DK: It looks like the win: that’s the trap. Here’s the math that should reframe everyone’s strategy. Sweepstakes brings players in at roughly three times the rate of real-money casinos, because there’s no deposit at the door. One industry study clocked sign-up growth at 16% month over month against five percent for online casinos. Sounds wonderful, until you see that conversion to a paying player sits around 12% in that same study – against 51% for the real-money sites. For every hundred sign-ups, the high eighties never spend a cent.
So your problem was never traffic. It’s retention. Especially now that acquisition got harder: Google reclassified uncertified sweepstakes ads as gambling content, which torched a lot of cheap paid channels overnight and pushed everyone toward influencers on Twitch and Kick, Telegram communities, and organic affiliate content. When the front door narrows, the room had better be worth staying in.
That’s where missions, daily rewards, VIP tiers, tournaments, and yes, collectible progression earn their keep. Operators running a full gamification stack see materially stronger thirty-day retention than the ones offering a bonus banner and a balance at the top of the screen. A leaderboard is cheaper than a reacquisition campaign, and it works while you sleep. If 88 of every 100 players are going to leave, the entire commercial question is how many of them you can keep entertained long enough to become the 12.
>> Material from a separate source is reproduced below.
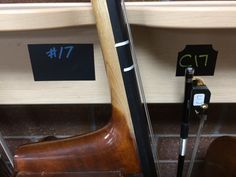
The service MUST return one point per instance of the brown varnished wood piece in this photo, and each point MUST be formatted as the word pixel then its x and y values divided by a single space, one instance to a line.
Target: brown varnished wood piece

SBCA: Where does NuxGame sit in all of this?
DK: Comfortably, because we didn’t arrive at this conversation last week. We built our sweepstakes casino stack from the ground up rather than rebranding a real-money casino and hoping nobody noticed the seams. That decision (dual-mode operation, state-by-state compliance, real payment orchestration, designed right from the start) is exactly what the Fort Lauderdale conversations kept coming back to.
When an operator at the stand described running across a dozen states with different rules in each, I didn’t have to improvise. Our backend switches between full sweepstakes and social-only mode by jurisdiction, the geolocation and exit controls are part of the architecture, and the gamification suite (missions, tiers, leaderboards, the collectible-style mechanics we’ve been investing in) plugs into CRM and segmentation so growth and player protection live in the same control room.
Two years ago that conversation would’ve been about coin animations and welcome bonuses. In Fort Lauderdale it was about geofencing and exit architecture. And that shift is the whole thing. These events are where you find out whether your wiring holds up to the questions you couldn’t rehearse for, and the ones on the floor came sharper than I’ve ever heard them.
Last year operators asked me whether sweepstakes had a future. This year they walked up shopping for the platform to carry it. That is the whole story of the show, in one sentence: the model already took the head of the table, and the only thing left to settle is who gets to sit beside it.